Results. It was found that the allergic and non-allergic forms of bronchial asthma did not differ significantly in the content of B1 (CD19+CD5+), B2 (CD19+CD5-) lymphocyte subpopulations. The relative number of B1- (p=0.024) and B2- (p=0.046) cells carrying the CD23 receptor decreased significantly 7 months after the start of treatment in patients with the allergic phenotype of BA who received treatment with T-lymphocytes and simultaneously continued therapy in accordance with the stepwise approach. In the group of patients who continued only stepwise therapy, there was no significant change in the number of B-cells expressing CD23. In patients with non-allergic bronchial asthma, the relative number of B-cell subpopulations and the number of B-lymphocytes carrying the CD23 receptor did not show significant differences from the indicators of donors considered conditionally healthy, as well as no changes in the studied parameters in the dynamics of combination immunotherapy. A significant increase in the quantitative characteristic of CD19+CD5+Foxp3+ B-regulatory cells was observed during combination therapy after 7 months in patients with non-allergic bronchial asthma.
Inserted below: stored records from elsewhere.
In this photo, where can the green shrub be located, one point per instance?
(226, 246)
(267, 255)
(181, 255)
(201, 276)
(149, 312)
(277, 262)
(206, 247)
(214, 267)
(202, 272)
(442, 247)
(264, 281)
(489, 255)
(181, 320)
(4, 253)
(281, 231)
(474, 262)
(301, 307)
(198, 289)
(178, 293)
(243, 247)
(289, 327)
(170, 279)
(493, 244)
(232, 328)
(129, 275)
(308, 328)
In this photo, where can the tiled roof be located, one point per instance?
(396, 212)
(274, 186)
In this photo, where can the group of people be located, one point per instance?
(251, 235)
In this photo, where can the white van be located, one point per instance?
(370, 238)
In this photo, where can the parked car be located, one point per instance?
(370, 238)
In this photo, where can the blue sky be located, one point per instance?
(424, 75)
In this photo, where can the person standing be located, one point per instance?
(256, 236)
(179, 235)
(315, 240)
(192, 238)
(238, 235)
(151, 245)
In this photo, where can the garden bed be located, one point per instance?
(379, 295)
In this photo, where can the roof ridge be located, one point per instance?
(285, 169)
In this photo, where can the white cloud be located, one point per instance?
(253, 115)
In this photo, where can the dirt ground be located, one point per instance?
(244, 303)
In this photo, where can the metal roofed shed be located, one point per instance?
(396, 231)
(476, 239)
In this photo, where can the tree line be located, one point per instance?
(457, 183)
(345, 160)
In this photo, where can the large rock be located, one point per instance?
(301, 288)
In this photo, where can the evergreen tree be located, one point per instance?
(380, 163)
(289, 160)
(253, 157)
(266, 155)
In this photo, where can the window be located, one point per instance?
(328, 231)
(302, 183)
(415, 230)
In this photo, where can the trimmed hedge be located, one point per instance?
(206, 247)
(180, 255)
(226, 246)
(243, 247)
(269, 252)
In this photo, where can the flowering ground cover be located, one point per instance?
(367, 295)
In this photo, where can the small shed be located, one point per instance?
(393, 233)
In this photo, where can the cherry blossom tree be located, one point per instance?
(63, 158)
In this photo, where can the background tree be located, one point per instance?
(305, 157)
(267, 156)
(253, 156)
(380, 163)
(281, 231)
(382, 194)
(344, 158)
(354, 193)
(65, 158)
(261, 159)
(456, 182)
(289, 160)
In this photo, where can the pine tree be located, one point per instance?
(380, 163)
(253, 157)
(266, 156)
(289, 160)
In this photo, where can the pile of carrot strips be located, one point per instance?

Conclusion. The use of therapy based on introduction of autologous activated T-lymphocytes alongside standard treatment in patients with allergic bronchial asthma contributed to a decrease in the number of B-cells expressing the low-affinity IgE receptor, which reflects the effect of combination immunotherapy on the pathogenetic mechanisms of allergic bronchial asthma.